14. A method for forming a carbon-carbon bond in which a carbon-carbon bond is formed by conducting (1) a reaction between an aromatic halide and an organic boron compound, (2) a reaction between an aromatic halide and a compound having an alkynyl group at a terminal, or (3) a reaction between an aromatic halide and a compound having an alkenyl group, wherein

a formation reaction for the carbon-carbon bond is conducted by introducing a raw material liquid (i) containing the aromatic halide and the organic boron compound, a raw material liquid (ii) containing the aromatic halide and the compound having an alkynyl group at a terminal, or a raw material liquid (iii) containing the aromatic halide and the compound having an alkenyl group into a packed container packed with a catalyst having a platinum group metal ion supported thereon from an introduction passage of the packed container, passing the raw material liquid through the catalyst having a platinum group metal ion supported thereon, and discharging a reaction liquid from a discharge passage of the packed container, and

the catalyst having a platinum group metal ion supported thereon is the catalyst having a platinum group metal ion supported thereon according to claim 9.

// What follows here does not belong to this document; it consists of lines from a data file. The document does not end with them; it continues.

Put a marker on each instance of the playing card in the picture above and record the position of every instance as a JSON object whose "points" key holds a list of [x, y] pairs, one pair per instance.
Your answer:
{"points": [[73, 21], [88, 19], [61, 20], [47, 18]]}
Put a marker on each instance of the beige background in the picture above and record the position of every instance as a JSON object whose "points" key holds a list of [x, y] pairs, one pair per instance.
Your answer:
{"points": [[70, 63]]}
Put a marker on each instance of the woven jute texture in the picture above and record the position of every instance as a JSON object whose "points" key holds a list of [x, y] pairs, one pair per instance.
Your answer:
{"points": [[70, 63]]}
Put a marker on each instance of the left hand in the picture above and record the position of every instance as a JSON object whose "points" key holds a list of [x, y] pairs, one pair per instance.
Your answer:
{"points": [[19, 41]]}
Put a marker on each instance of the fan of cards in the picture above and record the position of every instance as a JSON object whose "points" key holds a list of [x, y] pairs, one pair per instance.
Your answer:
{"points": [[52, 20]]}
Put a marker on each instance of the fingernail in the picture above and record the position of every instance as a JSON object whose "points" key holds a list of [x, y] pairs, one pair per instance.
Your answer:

15. The method for forming the carbon-carbon bond according to claim 14, wherein

the formation reaction for the carbon-carbon bond is conducted in presence of an inorganic base.

16. The method for forming the carbon-carbon bond according to claim 14, wherein

the raw material liquid (i), the raw material liquid (ii) or the raw material liquid (iii) is an inorganic base-dissolved raw material liquid prepared by dissolving raw materials and an inorganic base in water or a hydrophilic solvent, and

the formation reaction for the carbon-carbon bond is conducted by introducing the inorganic base-dissolved raw material liquid into the packed container packed with the catalyst having a platinum group metal ion supported thereon from an introduction passage of the packed container, passing the inorganic base-dissolved raw material liquid through the catalyst having a platinum group metal ion supported thereon, and discharging a reaction liquid from a discharge passage of the packed container.

17. The method for forming the carbon-carbon bond according to claim 14, wherein

the raw material liquid (i), the raw material liquid (ii) or the raw material liquid (iii) is a hydrophobic solvent raw material liquid prepared by dissolving raw materials in a hydrophobic organic solvent, and

the formation reaction for the carbon-carbon bond is conducted by introducing a mixture of the hydrophobic solvent raw material liquid and an inorganic base aqueous solution prepared by dissolving an inorganic base into the packed container packed with the catalyst having a platinum group metal ion supported thereon from an introduction passage of the packed container, passing the hydrophobic solvent raw material liquid and the inorganic base aqueous solution through the catalyst having a platinum group metal ion supported thereon, and discharging a reaction liquid from a discharge passage of the packed container.